Empowering lives through Karya
Meet Preethi P., a living example of the transformation Karya has brought. Earlier a skilled tailor, Preethi used to earn less than Rs. 100 a day, toiling over mending and stitching clothes. Today, she is one of the 70 workers from Agara who helps build a dataset. She reads sentences in her native Kannada language into Karya's app on a phone. In just three days, Preethi earned Rs. 4,500, over four times her usual monthly income as a tailor.

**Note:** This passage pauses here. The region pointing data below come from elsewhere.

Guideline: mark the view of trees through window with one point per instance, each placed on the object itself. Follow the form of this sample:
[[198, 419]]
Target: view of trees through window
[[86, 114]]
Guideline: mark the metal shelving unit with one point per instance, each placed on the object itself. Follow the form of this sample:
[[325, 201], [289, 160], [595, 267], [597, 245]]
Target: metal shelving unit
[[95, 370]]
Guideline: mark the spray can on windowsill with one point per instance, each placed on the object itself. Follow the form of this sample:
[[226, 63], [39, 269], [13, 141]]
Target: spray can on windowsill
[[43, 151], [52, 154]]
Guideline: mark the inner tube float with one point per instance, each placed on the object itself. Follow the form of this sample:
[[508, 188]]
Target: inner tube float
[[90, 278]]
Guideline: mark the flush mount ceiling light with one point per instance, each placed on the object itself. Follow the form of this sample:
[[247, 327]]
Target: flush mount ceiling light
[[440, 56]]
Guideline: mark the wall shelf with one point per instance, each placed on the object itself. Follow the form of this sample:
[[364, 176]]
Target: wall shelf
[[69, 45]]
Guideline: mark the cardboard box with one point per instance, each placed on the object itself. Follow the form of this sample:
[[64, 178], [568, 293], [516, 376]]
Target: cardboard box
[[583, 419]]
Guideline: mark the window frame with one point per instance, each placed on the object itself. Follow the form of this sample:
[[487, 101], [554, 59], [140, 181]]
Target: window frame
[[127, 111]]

Karya's mission is fuelled by the demand for data
With the rising enthusiasm for generative AI, tech companies' appetite for data has become insatiable. According to NASSCOM, India is expected to host almost a million data annotation workers by 2030. Karya differentiates itself by paying its workers up to 20 times the minimum wage and ensuring the delivery of high-quality Indian-language data. Chopra, a computer engineer educated at Stanford, firmly believes that underpaid data labor is an industry failure that must be rectified.
Major tech companies are partnering with Karya
Major tech companies have often outsourced data tasks to cheaper contractors overseas. But now, they are partnering with Karya to address the challenge of finding high-quality data that caters to diverse non-English speaking users. Microsoft, the Bill & Melinda Gates Foundation, and Alphabet Inc.'s Google have joined forces with Karya. "Tech companies want the data, accent and all," Chopra told Bloomberg. "You cough, they want that in the speech - it represents natural language."
Bill & Melinda Gates Foundation is collecting 'gender intentional' datasets
Bill & Melinda Gates Foundation has involved over 30,000 educated young women to work with Karya to help collect "gender intentional" datasets in six Indian vernacular languages. This means ensuring words like "pilot," "scientist" or "boss" aren't exclusively associated with the male gender, or "nurse," and "flight attendant" sort of professions aren't assumed to be female-only.
Microsoft and Google are also leveraging Karya's services
Microsoft Research India's Saikat Guha, who used Karya's content for a project to help those with visual disabilities find jobs, praised Karya's data quality. "If you pay workers fairly, they are more invested in their work, and the end result is better data," he says. Meanwhile, Google, with the help of Karya and other local partners, is gathering speech data in 85 Indian districts. In the future, they plan to build a generative AI model for 125 Indian languages.
Bridging the linguistic gap
AI models have heavily leaned on English-language internet data, leaving non-English-speaking users underserved. In India alone, nearly a hundred crore potential users are eager to embrace AI tools across various sectors, but the reality is that over 70 Indian languages, each spoken by over a million people, have zero digital representation. Karya aims to bridge this gap in India. Its app is designed to function even without internet access and offers voice support for those with limited literacy.
Manu Chopra's purpose-driven journey
For Chopra, the goal isn't just to improve the supply of data but to fight poverty. He grew up in an impoverished neighborhood called Shakur Basti in West Delhi. He won a scholarship to study in an elite school where he was bullied because his classmates said he "smelled poor." He graduated in 2017 from Standford University in computer science and began working on Karya, with the vision to use technology to tackle poverty.